Jen started with the comment that “it’s impossible to manage the ecosystem” when the community spans domain and geographic boundaries. For example, Digg’s ecosystem includes the Digg website, mainstream media, social media, blogs, Facebook and Twitter. The challenge is to monitor conversations about your brand across all of these channels. Jen takes a structured approach to monitoring conversations that include taking a high level view, determining how to react adn respond and then communicating the health of the community to executive management.
In summary, Jen noted that it is important to:
- define the ecosystem but be open to change
- provide tools for members to communicate with each other
- monitor conversations without moderating
- accept that swells and uprisings will occur
- don’t forget to keep an eye out for the good times
Erica Kuhl described a similar ecosystem for Salesforce.com and noted that it is important to go where the conversations are which include official and unofficial pages on Facebook and groups in LinkedIn.

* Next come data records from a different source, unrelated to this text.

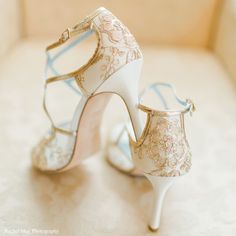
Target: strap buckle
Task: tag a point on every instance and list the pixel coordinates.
(65, 35)
(192, 106)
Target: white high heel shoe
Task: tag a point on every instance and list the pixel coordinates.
(161, 153)
(113, 69)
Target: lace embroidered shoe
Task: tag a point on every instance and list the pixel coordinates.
(113, 69)
(161, 153)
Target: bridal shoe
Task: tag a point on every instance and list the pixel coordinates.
(113, 69)
(161, 153)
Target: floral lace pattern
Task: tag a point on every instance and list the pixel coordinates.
(50, 155)
(164, 150)
(117, 47)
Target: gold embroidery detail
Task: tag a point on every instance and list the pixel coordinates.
(163, 146)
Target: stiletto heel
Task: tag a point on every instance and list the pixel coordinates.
(160, 187)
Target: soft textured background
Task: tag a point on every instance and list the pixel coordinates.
(188, 43)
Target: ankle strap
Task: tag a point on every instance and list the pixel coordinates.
(188, 104)
(79, 28)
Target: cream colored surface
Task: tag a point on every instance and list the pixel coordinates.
(94, 199)
(10, 26)
(225, 43)
(185, 22)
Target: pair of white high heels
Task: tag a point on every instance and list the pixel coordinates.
(158, 149)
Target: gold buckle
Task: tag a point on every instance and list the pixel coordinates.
(192, 106)
(65, 35)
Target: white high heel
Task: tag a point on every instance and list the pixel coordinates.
(161, 153)
(113, 69)
(160, 187)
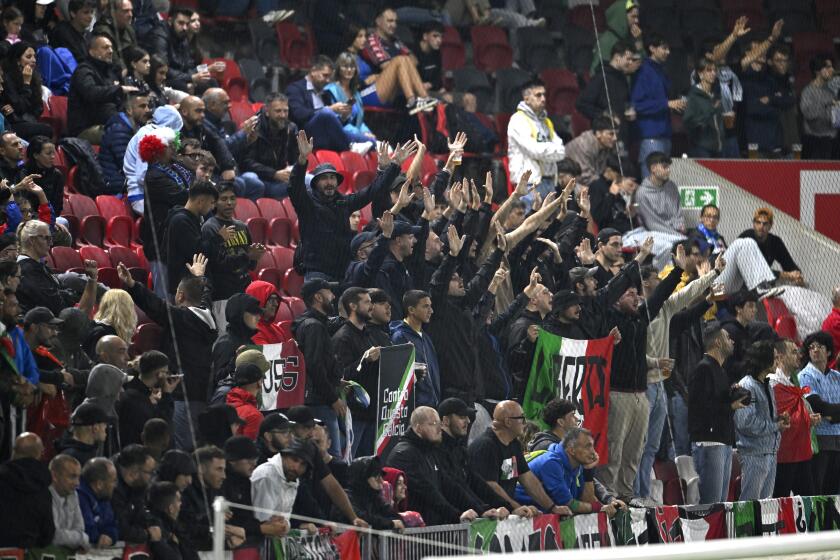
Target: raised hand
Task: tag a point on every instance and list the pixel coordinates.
(305, 146)
(198, 266)
(455, 243)
(386, 223)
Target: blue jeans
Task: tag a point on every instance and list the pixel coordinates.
(714, 466)
(758, 476)
(544, 187)
(330, 419)
(658, 410)
(650, 145)
(679, 425)
(259, 188)
(181, 425)
(364, 437)
(327, 132)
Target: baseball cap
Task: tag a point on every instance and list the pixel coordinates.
(302, 415)
(312, 287)
(40, 315)
(579, 273)
(300, 449)
(276, 421)
(454, 405)
(88, 414)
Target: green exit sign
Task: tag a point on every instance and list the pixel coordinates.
(695, 198)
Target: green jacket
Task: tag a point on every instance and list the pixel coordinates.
(703, 120)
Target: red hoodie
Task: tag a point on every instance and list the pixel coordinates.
(267, 331)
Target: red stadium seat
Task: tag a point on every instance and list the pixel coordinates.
(452, 50)
(66, 258)
(245, 209)
(98, 254)
(292, 283)
(271, 208)
(283, 258)
(491, 49)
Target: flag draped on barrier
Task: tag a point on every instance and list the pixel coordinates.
(577, 370)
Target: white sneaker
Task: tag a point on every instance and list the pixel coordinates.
(361, 148)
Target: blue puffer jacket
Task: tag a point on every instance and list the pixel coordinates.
(755, 425)
(118, 132)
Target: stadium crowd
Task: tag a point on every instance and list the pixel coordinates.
(106, 439)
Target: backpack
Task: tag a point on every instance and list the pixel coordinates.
(89, 177)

Salesforce.com also gets immediate feedback and page-specific feedback using Opinion Lab. Additional feedback comes from discussions boards (1350 posts per month) and Idea Exchange which has received more than 10,000 ideas and 230,000 votes since it was launched. Erica is the primary author on one of the 16 Salesforce.com blogs. Finally, user groups are still very important to Salesforce and there are currently 85 user groups with 13,000 active members that conduct more than 60 meetings per quarter.